A mother of two, with a career of her own and a “paleo-friendly” baking business, she keeps busy and squeezes enough time for double sessions and weekend competitions. Her training the past six months has involved team competitions including Beast of the East (4th), Milford’s Garage Games (1st), and several individual “testing” sessions against other competitors at the affiliate.
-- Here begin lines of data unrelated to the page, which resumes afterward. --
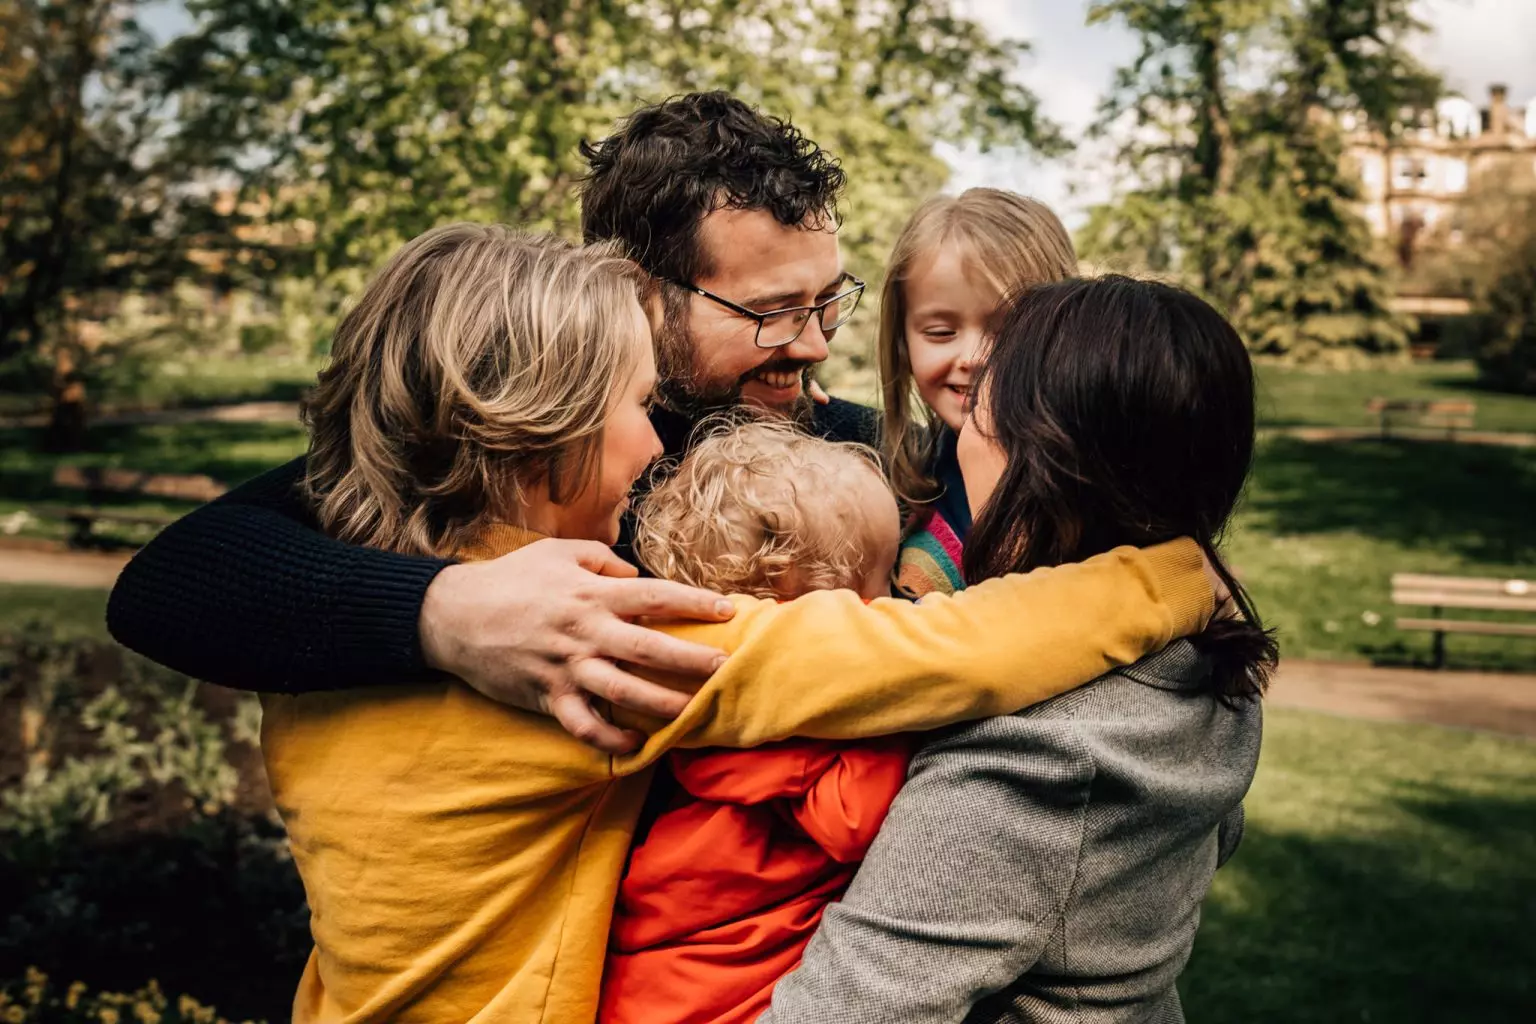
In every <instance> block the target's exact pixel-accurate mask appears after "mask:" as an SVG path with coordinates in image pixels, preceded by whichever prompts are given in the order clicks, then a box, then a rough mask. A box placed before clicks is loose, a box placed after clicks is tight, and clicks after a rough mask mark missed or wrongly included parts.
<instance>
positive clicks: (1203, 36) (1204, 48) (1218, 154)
mask: <svg viewBox="0 0 1536 1024" xmlns="http://www.w3.org/2000/svg"><path fill="white" fill-rule="evenodd" d="M1224 57H1226V46H1224V41H1223V38H1221V26H1220V25H1213V26H1209V28H1206V31H1204V34H1203V37H1201V40H1200V45H1198V46H1197V49H1195V64H1197V68H1198V69H1200V84H1201V94H1203V97H1201V109H1200V140H1198V143H1197V146H1198V160H1200V177H1201V178H1203V180H1204V186H1206V193H1207V195H1215V197H1223V195H1227V193H1230V192H1232V183H1233V177H1235V170H1236V169H1235V166H1233V154H1232V120H1230V118H1229V117H1227V86H1226V80H1224V75H1223V68H1221V63H1223V60H1224Z"/></svg>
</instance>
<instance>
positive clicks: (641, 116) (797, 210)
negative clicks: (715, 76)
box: [581, 92, 845, 281]
mask: <svg viewBox="0 0 1536 1024" xmlns="http://www.w3.org/2000/svg"><path fill="white" fill-rule="evenodd" d="M581 152H582V157H585V158H587V164H588V173H587V178H585V180H584V181H582V186H581V229H582V236H584V238H585V241H588V243H593V241H604V239H610V238H614V239H619V241H621V243H624V247H625V250H627V253H628V256H630V258H631V259H634V261H636V263H639V264H641V266H642V267H645V270H647V272H648V273H651V275H653V276H657V278H676V279H682V281H691V279H694V278H697V276H702V275H703V273H707V272H708V267H707V266H703V263H702V259H703V253H702V252H700V250H699V224H700V221H702V220H703V216H705V215H707V213H710V212H713V210H717V209H743V210H768V212H770V213H773V215H774V218H776V220H777V221H779V223H780V224H785V226H791V227H794V226H820V224H822V223H823V221H828V223H833V221H836V216H837V200H839V198H840V197H842V192H843V186H845V175H843V170H842V167H839V166H837V161H836V160H834V158H833V157H829V155H828V154H826V152H823V150H822V149H820V147H819V146H817V144H816V143H813V141H811V140H808V138H806V137H805V135H803V134H802V132H800V130H799V129H797V127H794V126H793V124H790V123H788V121H782V120H779V118H776V117H768V115H765V114H762V112H759V111H756V109H754V107H751V106H748V104H746V103H743V101H740V100H737V98H736V97H733V95H731V94H728V92H693V94H688V95H684V97H673V98H671V100H667V101H664V103H657V104H654V106H647V107H641V109H639V111H636V112H634V114H631V115H630V117H628V118H625V120H624V121H622V123H621V124H619V126H617V129H616V130H614V132H613V135H610V137H607V138H604V140H601V141H598V143H582V146H581Z"/></svg>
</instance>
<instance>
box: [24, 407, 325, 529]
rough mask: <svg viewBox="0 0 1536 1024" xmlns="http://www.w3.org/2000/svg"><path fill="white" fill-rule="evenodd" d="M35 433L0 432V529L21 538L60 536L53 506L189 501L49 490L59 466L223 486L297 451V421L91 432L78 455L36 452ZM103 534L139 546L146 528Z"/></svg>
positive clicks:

Mandelbaum is a very well rounded athlete who seems destined to excel this year and certainly one to keep an eye on. “I’ll approach [the Open] with determination,” she says. “I know I'm ready to go when I'm about to cry. As soon as my eyes well up, all I see is the workout, all I hear is my own breathing.”
Deadlift: 275 pounds
Squat: 245 pounds
Clean & Jerk: 150 pounds
Snatch: 120 pounds
Overhead Squat: 140 pounds
She described herself as “star-struck and full of newbie jitters” upon arriving to the athlete’s reception and meeting some of her favorite athletes.
A former national team rower, Cindy Briggs is no stranger to high-level competitive athletics, but is a fresh face on the CrossFit scene. She started just 18 months ago. During last year’s Open competition, Briggs finished 10th in the world in the 45-50 age division and snagged a spot to the Games, to which she described herself as “star-struck and full of newbie jitters” upon arriving at the athlete’s reception and meeting some of her favorite athletes.
Briggs, 47, works out of a standard gym in Newington, Conn., where she also teaches BodyPump and Zumba classes, while getting her Open work done at local affiliates. She recently finished 1st at CrossFit Norwalk’s Christmas Throwdown and seems to be prepared for her second go-around at the Games.
When asked about her biggest takeaway over the past year, Briggs spoke about “not only hit workouts at 100 percent, but also having patience in letting strength, skill, and technique evolve with focused training and rest.” After an Olympic lifting focus where she entered local meets, Briggs looks to stand out once again from the region and has her eyes set on making the final cut.